Soru soruyor olmamız onu Oğuz Atay’ı bir değerlendirmeye alıyormuşuz gibi sakın algılanmasın. Çünkü ne böyle bir değerlendirme yapmak haddimizdir ne de bize düşer. Zaten yaşasaydı kendisininde en çok kızdığı şey değerlendirmeler olmuştur:
“…değerlendirmek! Ne kadar boş bir söz. Değerlendirmek, kaçmaktır; değerlendirmek, yalnız bırakmaktır; yaşantısının ağırlığına dayanamayan birini yaşarken öldürmektir.[1]
Sonuç olarak eğer bir gün bir mahkeme de sanık olabiliriz, hor gören bir kızı sevebiliriz, çok sarhoş olabiliriz, aşağılanabiliriz. Üçüncü sayfa ölüm haberleri gene kimsenin ilgisini çekmeyecek, çok büyük iktidar ya da zenginliklerin içinde olabilirsin ama soğuk bir musallah taşına yatacak insan.
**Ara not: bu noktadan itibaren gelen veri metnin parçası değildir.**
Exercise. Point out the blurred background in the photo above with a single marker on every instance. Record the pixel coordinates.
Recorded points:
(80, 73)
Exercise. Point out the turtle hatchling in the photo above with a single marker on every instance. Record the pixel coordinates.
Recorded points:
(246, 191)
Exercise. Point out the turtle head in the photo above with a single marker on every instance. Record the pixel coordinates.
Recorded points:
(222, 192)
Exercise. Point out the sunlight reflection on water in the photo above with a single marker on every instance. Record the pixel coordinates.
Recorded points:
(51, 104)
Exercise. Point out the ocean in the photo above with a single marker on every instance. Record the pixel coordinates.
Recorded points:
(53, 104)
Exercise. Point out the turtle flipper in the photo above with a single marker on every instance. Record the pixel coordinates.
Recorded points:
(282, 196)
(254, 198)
Duygusuz, hareketsiz ve tatsız yaşadığımız bu mekanikleşen dünya hayatları içerisinde yol olmaya devam ederken. Oğuz Atay üstat bizi Tutunamayanlar kitabında uyarıyor insanlığı:
“bütün tarih, bütün iktisat, bütün sosyoloji, bütün psikoloji, kısaca bütün lojiler, hayatın çıkarcılığa dayandığını göstermek için yırtınacaklardır, yırtınmalıdırlar.”
Bu dünya da arada kalmışları, hiç görünmek istemeyenleri, bizi bize gösterdiği için minnet ve saygı ile anıyoruz kendisini. Yaşasaydı ne mi söylerdi kavgası o büyük edebiyatçılara kalsın. Naçizane gideli otuz yedi sene oldu. Biz hala bir sıkışmışlık içinde seni anlamaya çalışıyoruz.